The Archbishop of Canterbury, Justin Welby, hosted a major conference at Lambeth Palace last week to explore how disabled people can participate fully in the life of the church.
The day considered what barriers disabled people can face in church life, and what churches can do to ensure that everyone has the opportunity to take part and share their gifts and talents.
It was also a chance to celebrate those places and individuals who have enabled increased participation within the Church for those with disabilities.
Livability, the disability charity that connects people with their communities, partnered with Lambeth Palace in the development of the conference, and helped to shape the conference’s discussion agenda for the day. Archbishop Justin Welby is President of Livability.
The day began and ended with worship, rooting discussions in the life of the Church and the valuable role disabled people have within that. The day also put the voices of those with lived experienced of disability in the centre, through videos and live discussions.
The conference was facilitated by Kate Monaghan, a Christian journalist and filmmaker who presents the BBC Ouch disability podcast.

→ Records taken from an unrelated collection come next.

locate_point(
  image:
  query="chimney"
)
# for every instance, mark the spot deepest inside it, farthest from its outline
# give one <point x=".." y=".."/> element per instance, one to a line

John Swinton, Professor in Practical Theology and Pastoral Care at Aberdeen University, gave the keynote speech.
Professor Swinton, who is also a minister in the Church of Scotland and a registered nurse, said the Church is called to be – and has “huge potential to be” – a place where people are valued and belong.
Human rights are vital and guarantee inclusion for people with disabilities, he said, but they do not guarantee belonging.

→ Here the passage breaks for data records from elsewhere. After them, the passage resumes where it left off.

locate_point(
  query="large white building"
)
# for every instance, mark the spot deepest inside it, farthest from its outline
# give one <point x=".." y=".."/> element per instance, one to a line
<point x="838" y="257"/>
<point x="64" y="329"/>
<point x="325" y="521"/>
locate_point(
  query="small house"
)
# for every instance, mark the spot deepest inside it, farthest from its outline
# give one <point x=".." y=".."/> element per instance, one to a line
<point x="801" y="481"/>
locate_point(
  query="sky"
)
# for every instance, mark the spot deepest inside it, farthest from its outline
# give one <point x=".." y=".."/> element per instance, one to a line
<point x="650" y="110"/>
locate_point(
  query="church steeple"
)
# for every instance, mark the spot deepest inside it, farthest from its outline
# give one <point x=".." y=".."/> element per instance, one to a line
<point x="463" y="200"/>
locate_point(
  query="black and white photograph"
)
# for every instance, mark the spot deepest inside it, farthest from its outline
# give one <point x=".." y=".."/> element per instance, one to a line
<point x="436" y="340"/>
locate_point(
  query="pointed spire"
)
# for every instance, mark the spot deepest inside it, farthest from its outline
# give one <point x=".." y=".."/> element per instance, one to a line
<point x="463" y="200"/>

“We need another dimension; a dimension that the church brings to the conversation that may not be available within standard approaches to disability that focus only on issues around justice and social inclusion.”
Archbishop Justin Welby said: “Today has been humbling, challenging and inspiring. I passionately believe that these kinds of conversations – and especially this kind of deep listening to those with lived experience of disability – is absolutely vital if we are to be a Church where everyone is valued and everyone belongs.

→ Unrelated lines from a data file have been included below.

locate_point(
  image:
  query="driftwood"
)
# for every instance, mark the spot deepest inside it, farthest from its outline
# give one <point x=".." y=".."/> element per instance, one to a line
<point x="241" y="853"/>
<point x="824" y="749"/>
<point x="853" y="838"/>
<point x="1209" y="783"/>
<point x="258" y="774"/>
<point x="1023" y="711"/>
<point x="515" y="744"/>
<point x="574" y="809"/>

“The report ‘Setting God’s People Free’ clearly spoke of the challenge to ‘empower, liberate and disciple 98% of the Church of England who are not ordained and therefore set them free for fruitful, faithful mission and ministry, influence, leadership and, most importantly, vibrant relationship with Jesus in all of life’. This conference has been a key step towards that goal, and I pray that we take hold of the ideas, challenges and opportunities that have emerged from today.”
Roy McCloughry, National Disabilities Advisor for the Church of England, said: “We want to affirm the fact that disabled people belong in the church because without them, their insights and their gifts the Church itself is disabled and cannot function as the Church. We are committed to increasing the diversity of the Church of England and today’s conference is a moving, encouraging and challenging marker on that journey.”
Mat Ray, Head of Church Partnerships at Livability, said: “Livability are pleased to have joined the conversation at this key event. Working for the full participation of disabled people in our society is so important and churches have a vital role to play in this.”
To mark today’s event, Livability have launched a new resource called ‘More Than Welcome’ to support churches in creating a place of welcome, inclusion and participation with disabled people. Based on the idea of a journey – the resource is designed to help churches go through three important stages, from a place of welcome, to inclusion, to participation. The resource provides inspiration, guidance, stories and tips of things to work on to see people fully taking part.